Systemic lipopolysaccharide administration impairs retrieval of context-object discrimination, but not spatial, memory: Evidence for selective disruption of specific hippocampus-dependent memory functions during acute neuroinflammation.

Neuroinflammation is implicated in impairments in neuronal function and cognition that arise with aging, trauma, and/or disease. Therefore, understanding the underlying basis of the effect of immune system activation on neural function could lead to therapies for treating cognitive decline. Although neuroinflammation is widely thought to preferentially impair hippocampus-dependent memory, data on the effects of cytokines on cognition are mixed. One possible explanation for these inconsistent results is that cytokines may disrupt specific neural processes underlying some forms of memory but not others. In an earlier study, we tested the effect of systemic administration of bacterial lipopolysaccharide (LPS) on retrieval of hippocampus-dependent context memory and neural circuit function in CA3 and CA1 (Czerniawski and Guzowski, 2014). Paralleling impairment in context discrimination memory, we observed changes in neural circuit function consistent with disrupted pattern separation function. In the current study we tested the hypothesis that acute neuroinflammation selectively disrupts memory retrieval in tasks requiring hippocampal pattern separation processes. Male Sprague-Dawley rats given LPS systemically prior to testing exhibited intact performance in tasks that do not require hippocampal pattern separation processes: novel object recognition and spatial memory in the water maze.

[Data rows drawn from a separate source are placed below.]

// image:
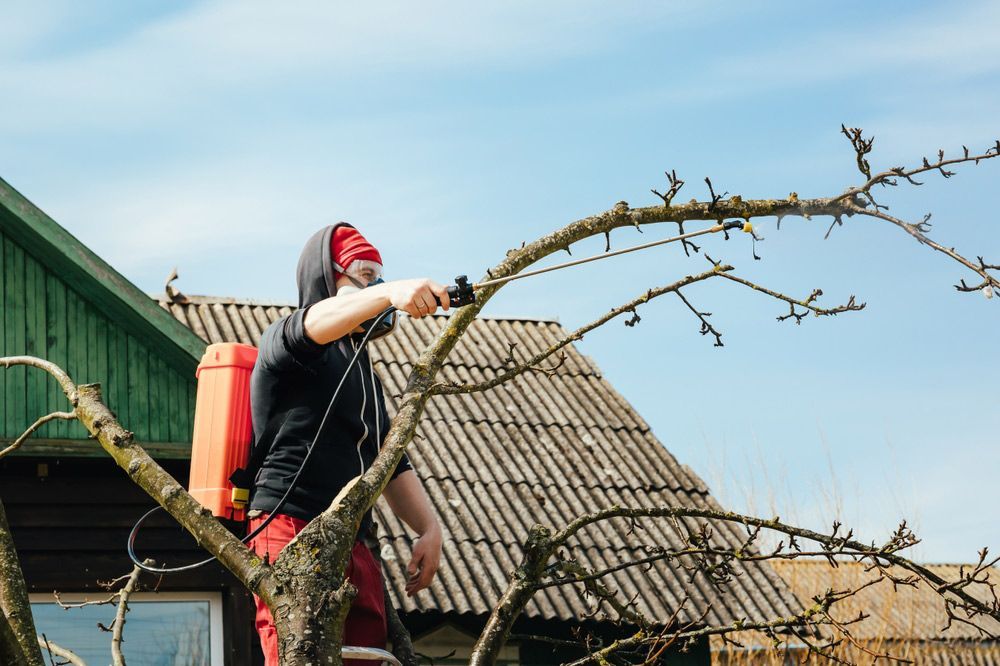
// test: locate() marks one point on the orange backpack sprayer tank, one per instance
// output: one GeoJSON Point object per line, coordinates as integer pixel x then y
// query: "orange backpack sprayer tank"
{"type": "Point", "coordinates": [222, 428]}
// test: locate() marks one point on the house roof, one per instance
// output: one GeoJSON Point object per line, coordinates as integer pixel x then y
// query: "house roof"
{"type": "Point", "coordinates": [903, 613]}
{"type": "Point", "coordinates": [93, 278]}
{"type": "Point", "coordinates": [539, 449]}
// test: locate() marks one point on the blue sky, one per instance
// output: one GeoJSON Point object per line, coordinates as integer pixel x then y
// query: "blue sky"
{"type": "Point", "coordinates": [217, 136]}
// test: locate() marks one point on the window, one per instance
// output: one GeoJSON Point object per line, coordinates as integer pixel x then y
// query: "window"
{"type": "Point", "coordinates": [161, 629]}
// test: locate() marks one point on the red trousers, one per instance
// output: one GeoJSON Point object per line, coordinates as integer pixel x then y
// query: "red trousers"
{"type": "Point", "coordinates": [365, 625]}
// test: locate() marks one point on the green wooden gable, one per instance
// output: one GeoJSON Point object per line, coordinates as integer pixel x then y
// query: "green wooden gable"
{"type": "Point", "coordinates": [61, 302]}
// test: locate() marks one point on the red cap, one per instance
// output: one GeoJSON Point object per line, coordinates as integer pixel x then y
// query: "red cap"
{"type": "Point", "coordinates": [347, 244]}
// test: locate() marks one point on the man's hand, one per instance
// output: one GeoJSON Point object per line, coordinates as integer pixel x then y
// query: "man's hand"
{"type": "Point", "coordinates": [425, 561]}
{"type": "Point", "coordinates": [419, 297]}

By contrast, memory retrieval in a task thought to require hippocampal pattern separation, context-object discrimination, was strongly impaired in LPS-treated rats in the absence of any gross effects on exploratory activity or motivation. These data show that LPS administration does not impair memory retrieval in all hippocampus-dependent tasks, and support the hypothesis that acute neuroinflammation impairs context discrimination memory via disruption of pattern separation processes in hippocampus.